Open source cannot change the status quo on its own, and of itself. This has become entirely clear now, after 10 years of hype leading to effectively the exact same situation as when we started. No, open source needs to be combined with something else, and that's usually a technology. That technology can be the Web, in the case of Mozilla, or a hardware platform, in the case of the recent netbook revolution.

Below I look at some of the biggest challenges to the current computing status quo. In each and every case, open source is playing a part. It's only now, around ten years after the open source revolution was supposed to have begun, that we're actually seeing things really begin to happen.

In the examples below, it isn't the case that people make a choice to use open source. It's more the case that open source is the only choice because only open source offers what's needed.

Online Applications

Microsoft has a problem, and it's this: Its entire business model is built around discrete computers running discrete applications. Microsoft fell into this business model more by luck than anything else, but it's served them well.

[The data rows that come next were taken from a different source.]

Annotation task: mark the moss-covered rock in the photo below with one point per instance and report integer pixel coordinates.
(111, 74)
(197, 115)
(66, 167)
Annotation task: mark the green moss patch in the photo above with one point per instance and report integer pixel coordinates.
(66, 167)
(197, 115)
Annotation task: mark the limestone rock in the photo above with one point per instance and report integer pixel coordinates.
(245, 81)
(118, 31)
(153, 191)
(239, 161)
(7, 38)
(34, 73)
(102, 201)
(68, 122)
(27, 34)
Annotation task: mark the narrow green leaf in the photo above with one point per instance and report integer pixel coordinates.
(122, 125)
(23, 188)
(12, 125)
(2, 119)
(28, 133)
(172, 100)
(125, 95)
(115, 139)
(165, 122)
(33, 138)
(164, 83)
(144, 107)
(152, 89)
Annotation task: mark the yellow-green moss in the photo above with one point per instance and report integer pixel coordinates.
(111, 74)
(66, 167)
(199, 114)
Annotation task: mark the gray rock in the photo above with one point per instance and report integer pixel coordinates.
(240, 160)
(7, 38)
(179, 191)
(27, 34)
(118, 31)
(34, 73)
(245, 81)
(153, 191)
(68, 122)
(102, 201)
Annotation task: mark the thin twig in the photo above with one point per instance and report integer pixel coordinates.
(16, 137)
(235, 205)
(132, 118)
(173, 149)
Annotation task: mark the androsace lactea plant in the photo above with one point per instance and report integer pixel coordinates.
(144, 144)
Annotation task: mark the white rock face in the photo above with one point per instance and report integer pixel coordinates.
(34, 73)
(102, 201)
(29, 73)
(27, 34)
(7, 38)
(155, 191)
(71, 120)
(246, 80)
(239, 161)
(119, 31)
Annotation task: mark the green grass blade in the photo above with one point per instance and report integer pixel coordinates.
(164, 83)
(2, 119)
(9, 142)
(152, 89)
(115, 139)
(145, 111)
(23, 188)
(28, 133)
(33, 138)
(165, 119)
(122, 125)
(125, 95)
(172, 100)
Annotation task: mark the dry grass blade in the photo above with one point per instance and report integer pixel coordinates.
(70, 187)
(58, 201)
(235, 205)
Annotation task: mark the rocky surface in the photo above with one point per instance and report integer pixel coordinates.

What if there's a move away from this model towards freely-accessible online applications? How can a company whose revenue comes almost entirely from licensing fees live in a world where there are no licensing fees to collect? How can a company feasibly charge $50-$250 for an operating system in a world where an operating system's primary task is an extremely simple one: to let users get online so they can access their data?

The key thing about online applications is that they are platform agnostic. Google Docs works just as well on a Windows PC as it does on a Mac or a Linux box. And I'll bet that a number of people have it working on their Amiga computers too. I access Google Docs on my Nokia N800 handheld--a hardware platform that Microsoft would never touch because it runs Linux, but which is otherwise unserved by office applications.